Quantos conhecidos provérbios sobre aparências se podem aplicar às muitas histórias que as famílias contam à mesa ou em momentos de partilha? No seio de cada família há segredos e mentiras, histórias mal contadas ou simplesmente retratadas pela aparência. E tudo para manter um certo aspeto de normalidade. Tudo está bem, até prova em contrário, dir-se-ia. Ao entrarmos em Definitivamente as Bahamas, peça do dramaturgo inglês Martin Crimp, encenada por Ricardo Neves-Neves, com produção do Teatro do Eléctrico, que se estreia esta semana no Cineteatro Louletano (de 19 a 21 de janeiro), o ambiente floral e a alusão à vida em família não parece demonstrar o contrário. Mas as aparências – claro, está – enganam.

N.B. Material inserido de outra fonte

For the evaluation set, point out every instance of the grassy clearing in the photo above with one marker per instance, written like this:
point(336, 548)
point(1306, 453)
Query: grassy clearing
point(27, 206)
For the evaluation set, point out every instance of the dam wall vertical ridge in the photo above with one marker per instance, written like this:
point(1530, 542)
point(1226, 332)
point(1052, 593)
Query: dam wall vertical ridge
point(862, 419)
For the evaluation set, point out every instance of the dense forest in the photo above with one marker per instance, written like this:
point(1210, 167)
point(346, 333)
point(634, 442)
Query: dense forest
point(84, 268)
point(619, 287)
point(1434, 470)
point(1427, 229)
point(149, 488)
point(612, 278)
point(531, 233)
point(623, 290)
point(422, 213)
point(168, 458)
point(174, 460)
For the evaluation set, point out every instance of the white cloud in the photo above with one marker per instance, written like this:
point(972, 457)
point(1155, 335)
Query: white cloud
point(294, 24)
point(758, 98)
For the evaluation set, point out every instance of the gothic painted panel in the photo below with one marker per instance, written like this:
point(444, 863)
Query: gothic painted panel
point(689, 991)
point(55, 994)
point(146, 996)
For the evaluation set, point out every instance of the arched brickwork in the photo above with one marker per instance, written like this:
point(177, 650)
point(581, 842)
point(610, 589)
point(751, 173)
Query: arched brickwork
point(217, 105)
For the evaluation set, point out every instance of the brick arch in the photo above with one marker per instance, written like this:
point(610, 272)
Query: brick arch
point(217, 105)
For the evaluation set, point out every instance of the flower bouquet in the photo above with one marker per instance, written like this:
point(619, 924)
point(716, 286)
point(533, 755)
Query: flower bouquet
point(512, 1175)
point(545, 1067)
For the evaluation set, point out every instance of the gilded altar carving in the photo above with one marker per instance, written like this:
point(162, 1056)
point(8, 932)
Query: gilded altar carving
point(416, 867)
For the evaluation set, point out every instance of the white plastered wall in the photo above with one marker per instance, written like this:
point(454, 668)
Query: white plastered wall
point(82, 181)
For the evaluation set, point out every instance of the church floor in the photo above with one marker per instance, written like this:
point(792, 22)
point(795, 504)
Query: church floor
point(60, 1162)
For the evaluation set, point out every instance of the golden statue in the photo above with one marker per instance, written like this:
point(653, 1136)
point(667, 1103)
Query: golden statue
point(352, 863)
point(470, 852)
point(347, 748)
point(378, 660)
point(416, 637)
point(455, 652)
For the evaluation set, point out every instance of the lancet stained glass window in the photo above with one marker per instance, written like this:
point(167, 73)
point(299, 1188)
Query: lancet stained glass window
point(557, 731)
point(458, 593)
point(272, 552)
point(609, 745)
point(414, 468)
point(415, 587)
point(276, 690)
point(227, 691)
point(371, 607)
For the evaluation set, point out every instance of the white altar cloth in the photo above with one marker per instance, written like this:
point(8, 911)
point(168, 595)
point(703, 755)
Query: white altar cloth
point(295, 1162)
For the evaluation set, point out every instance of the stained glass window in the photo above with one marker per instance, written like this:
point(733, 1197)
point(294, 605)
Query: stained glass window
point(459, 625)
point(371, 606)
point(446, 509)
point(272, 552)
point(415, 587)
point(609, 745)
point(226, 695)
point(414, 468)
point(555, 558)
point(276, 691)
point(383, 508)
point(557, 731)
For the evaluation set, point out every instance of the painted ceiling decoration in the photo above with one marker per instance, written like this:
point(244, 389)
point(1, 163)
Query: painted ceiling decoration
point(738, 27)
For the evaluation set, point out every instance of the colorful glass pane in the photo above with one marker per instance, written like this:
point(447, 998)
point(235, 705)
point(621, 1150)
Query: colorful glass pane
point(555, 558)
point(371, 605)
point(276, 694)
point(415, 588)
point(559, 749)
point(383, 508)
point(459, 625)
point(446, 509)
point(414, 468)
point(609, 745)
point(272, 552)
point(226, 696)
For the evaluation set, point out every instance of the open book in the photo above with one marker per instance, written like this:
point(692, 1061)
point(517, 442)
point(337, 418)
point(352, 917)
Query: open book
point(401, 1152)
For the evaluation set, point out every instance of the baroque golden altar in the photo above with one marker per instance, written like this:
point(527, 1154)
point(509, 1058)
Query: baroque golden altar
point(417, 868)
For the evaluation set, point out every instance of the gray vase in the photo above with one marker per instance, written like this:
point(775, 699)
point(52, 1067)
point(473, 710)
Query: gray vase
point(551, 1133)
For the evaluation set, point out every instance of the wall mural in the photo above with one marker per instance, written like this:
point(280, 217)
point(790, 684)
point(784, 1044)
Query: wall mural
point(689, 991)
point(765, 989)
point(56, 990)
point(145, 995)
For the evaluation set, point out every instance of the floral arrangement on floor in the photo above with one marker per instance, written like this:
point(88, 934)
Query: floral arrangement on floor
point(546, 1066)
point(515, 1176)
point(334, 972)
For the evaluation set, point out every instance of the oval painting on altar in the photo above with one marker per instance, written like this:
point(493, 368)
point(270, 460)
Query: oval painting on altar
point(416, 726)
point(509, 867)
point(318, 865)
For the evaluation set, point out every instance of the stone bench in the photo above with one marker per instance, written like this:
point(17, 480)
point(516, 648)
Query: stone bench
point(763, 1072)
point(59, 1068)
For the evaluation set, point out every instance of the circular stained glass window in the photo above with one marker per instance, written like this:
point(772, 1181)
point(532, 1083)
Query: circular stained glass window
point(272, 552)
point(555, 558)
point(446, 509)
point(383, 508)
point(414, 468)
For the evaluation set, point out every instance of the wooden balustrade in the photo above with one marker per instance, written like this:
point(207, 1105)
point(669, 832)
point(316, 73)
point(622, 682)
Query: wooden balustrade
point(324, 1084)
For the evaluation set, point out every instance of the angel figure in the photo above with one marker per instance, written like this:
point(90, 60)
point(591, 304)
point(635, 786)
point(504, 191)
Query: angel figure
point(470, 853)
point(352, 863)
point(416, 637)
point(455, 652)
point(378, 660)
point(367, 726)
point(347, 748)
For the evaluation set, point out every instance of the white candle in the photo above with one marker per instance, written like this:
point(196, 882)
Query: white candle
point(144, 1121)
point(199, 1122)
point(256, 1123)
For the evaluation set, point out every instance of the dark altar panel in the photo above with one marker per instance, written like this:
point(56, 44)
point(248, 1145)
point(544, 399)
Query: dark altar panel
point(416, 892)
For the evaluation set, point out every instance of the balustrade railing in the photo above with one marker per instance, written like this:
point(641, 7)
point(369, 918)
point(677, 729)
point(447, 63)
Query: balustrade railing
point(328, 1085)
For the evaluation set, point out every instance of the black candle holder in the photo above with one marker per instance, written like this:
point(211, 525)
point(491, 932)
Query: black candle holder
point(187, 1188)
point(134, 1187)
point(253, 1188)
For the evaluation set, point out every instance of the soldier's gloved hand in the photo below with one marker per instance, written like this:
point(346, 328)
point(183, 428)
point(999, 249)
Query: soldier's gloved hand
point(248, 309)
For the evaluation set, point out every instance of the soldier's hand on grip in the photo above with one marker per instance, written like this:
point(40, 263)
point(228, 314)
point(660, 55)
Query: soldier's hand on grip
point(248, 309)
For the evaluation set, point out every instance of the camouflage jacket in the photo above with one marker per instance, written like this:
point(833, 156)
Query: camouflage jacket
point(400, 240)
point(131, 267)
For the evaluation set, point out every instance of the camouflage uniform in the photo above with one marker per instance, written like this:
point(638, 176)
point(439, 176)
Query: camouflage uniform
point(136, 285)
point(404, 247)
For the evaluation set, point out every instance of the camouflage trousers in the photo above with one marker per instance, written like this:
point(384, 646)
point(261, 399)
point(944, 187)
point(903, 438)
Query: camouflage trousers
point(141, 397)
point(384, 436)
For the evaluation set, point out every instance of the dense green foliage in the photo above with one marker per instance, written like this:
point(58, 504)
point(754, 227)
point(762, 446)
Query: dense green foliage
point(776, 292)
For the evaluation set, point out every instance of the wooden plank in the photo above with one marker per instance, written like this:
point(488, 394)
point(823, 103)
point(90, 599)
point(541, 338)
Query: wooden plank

Somos aludidos e encarados, olhos nos olhos, pelos intérpretes. Em palco, um casal de sexagenários, Tita (Custódia Gallego) e Gui (Marques D’Arede) relatam os feitos do filho Fred e da sua mulher Irene, a quem a vida corre muito bem. Têm uma boa casa com piscina e viajam um pouco por toda a parte, tanto que nem sabem ao certo quais foram afinal os destinos turísticos por onde já passaram. Tenerife ou Ibiza? Muito possivelmente as Bahamas. Ele lê um jornal para ocupar o tempo, ela oferece bombons, trata das flores e mostra fotografias dos momentos felizes passados em família. O casal aluga um quarto da sua casa a uma jovem estudante originária da Galiza, Sabela (Cristina Gayoso Rey), que de vez em quando cruza a cena para pouco mais do que atender o telefone, mas cuja presença põe em xeque toda a normalidade que se tenta fabricar na descrição do quotidiano.
Tita enumera futilidades. Começa por falar do silêncio da casa, mas não se cala por um momento. No meio de tanto palavreado, revela preconceitos e estereótipos. As migrações, os povos de outros continentes cujos comportamentos reprova, entre muitas outras banalidades que um qualquer político populista coloca hoje no palanque do seu discurso. “Está psicologicamente provado que tudo o que é asiático só quer é dormir com uma europeia”, diz como exemplo, enquanto conta a história de uma tentativa de violação que a mulher do filho sofreu numa viagem a Manila, nas Filipinas. Construída sobre arquétipos, a peça que a princípio evidencia um ambiente idílico, logo põe a descoberto as fragilidades e os choques culturais, dos quais ninguém sai ileso. É a partir das “monstruosidades que diz que se mostra essa dificuldade de aceitar o diferente e o novo”, explica Custódia Gallego. Em paralelo, o espectador assume um trabalho de detetive face ao que é dito. Nada parece exatamente como é, e apesar do tom leve e coloquial, é na superficialidade que se esconde algo mais preocupante e grave. Lá chegaremos.